Call me crazy, but I just beat the beans out of a new tool, purchased with my own hard-earned allowance, just to prove a point: I think Rockler got the name of its new Bench Cookies™ totally wrong. They’re not cookies, guys. They’re hockey pucks in disguise.
But first, some back story…
My first close-up look at Bench Cookies happened this past summer at the AWFS Show in Las Vegas. They were crowd pleasers, but things seemed a little fishy to me. Hmmm, a Minnesota-based company with 11,000+ lakes and at least that many hockey rinks is unveiling a product that’s called a cookie but has the same shape and size as a hockey puck. What gives? I’m a former Minnesotan myself…if it looks like a puck, sold by a bunch of hockey players, it probably is a puck. So, I bought a four-pack to conduct my own “test.”
First, I used these little babies they way they are designed to be used: at the bench. I slipped them underneath some panels while I routed profiles. The soft top and bottom rubber surfaces do a nice job of keeping things in one place. Plus, they provide a good space cushion between the bit and the bench—handy for keeping clearance under pilot bearings. I’ve been using them instead of a pad for sanding jobs, and again, they keep workpieces from dancing around. I even like to use them right through the finishing stages as spacers so I can finish corners and edges easily.
But now for the hockey puck theory. If you’re like me, you occasionally push stuff off the bench accidentally. And, if your shop has a concrete floor, that can spell disaster for plastic. So, I decided to put the Bench Cookies to the ultimate test (they’re hockey pucks, after all). I dropped one on edge 100 times from shoulder height to the concrete slab of my garage. That’s about twice the height of most workbenches. Then, I stepped on it. I’m about 190 pounds these days, give or take. And here’s the verdict: Aside from some surface abrasion, this Cookie didn’t crumble. So, I stepped on it a few more times (including the bottom photo here). It’s a little banged up but still ready to go to work. More than strong enough to support a big, heavy piece of casework.

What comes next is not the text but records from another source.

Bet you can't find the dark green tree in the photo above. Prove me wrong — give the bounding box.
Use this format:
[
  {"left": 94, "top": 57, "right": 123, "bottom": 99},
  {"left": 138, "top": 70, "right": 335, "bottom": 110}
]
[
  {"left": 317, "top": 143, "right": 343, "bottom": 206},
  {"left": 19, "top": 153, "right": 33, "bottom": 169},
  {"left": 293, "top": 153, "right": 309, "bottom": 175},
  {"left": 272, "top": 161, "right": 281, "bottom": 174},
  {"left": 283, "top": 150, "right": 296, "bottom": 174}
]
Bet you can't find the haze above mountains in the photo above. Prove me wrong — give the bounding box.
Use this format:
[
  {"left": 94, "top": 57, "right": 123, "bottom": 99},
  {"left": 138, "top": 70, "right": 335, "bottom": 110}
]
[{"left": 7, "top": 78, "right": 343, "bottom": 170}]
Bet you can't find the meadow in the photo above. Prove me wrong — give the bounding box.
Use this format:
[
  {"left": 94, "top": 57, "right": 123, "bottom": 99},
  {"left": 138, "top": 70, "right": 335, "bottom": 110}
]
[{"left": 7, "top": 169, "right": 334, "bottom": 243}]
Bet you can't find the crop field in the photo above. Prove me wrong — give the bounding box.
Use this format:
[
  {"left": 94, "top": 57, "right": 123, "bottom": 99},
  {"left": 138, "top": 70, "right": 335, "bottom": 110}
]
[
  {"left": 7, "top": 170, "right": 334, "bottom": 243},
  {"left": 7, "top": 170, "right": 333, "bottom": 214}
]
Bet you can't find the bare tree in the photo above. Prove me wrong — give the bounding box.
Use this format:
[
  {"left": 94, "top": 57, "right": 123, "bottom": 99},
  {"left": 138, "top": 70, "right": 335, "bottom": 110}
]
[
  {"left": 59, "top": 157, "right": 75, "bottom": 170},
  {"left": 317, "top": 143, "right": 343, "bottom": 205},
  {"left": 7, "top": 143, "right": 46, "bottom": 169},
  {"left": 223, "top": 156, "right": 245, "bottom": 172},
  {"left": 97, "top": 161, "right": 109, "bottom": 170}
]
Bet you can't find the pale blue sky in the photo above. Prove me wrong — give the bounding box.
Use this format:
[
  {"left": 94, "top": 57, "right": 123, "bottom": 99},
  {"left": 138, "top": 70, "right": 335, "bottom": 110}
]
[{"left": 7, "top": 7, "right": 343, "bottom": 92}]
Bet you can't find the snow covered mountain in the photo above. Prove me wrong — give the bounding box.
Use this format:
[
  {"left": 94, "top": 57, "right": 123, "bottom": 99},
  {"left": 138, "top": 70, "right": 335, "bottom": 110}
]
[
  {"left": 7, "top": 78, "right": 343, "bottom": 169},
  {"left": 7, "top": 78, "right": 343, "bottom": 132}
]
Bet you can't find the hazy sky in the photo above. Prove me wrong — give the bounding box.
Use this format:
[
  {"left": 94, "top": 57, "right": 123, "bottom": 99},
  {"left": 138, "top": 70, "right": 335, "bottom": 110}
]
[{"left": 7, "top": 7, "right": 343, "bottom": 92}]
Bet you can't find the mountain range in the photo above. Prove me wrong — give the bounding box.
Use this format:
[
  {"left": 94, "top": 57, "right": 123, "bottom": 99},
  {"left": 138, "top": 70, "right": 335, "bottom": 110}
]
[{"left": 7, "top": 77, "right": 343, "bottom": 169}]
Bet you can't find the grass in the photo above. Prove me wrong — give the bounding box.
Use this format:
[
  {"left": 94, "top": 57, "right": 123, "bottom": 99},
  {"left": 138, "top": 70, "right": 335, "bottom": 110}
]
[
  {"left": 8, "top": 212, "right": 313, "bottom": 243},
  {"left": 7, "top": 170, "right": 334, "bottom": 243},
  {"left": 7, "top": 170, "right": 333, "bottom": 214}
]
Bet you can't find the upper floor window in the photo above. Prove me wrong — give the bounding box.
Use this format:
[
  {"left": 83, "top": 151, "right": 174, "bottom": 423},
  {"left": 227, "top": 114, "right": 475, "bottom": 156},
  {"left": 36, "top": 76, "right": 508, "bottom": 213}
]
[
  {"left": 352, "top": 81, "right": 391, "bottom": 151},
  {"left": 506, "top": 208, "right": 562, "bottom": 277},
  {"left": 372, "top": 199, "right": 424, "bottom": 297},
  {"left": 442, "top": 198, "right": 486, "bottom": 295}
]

Bottom line: for about $3 apiece, these are really handy shop helpers. You deserve a tube of them in your stocking this holiday season. Heck, you could probably take them to the rink when you’re done with those winter projects. I bet they’re tough enough for slapshots.
And they’re definitely not your kid’s Oreos®.
Catch you in the shop,
Chris Marshall, Field Editor
PS – In an effort to be clear and transparent: Rockler, the developer of Bench Cookies, is the parent company of Woodworker’s Journal. With that said, I was not in any way instructed to write this post.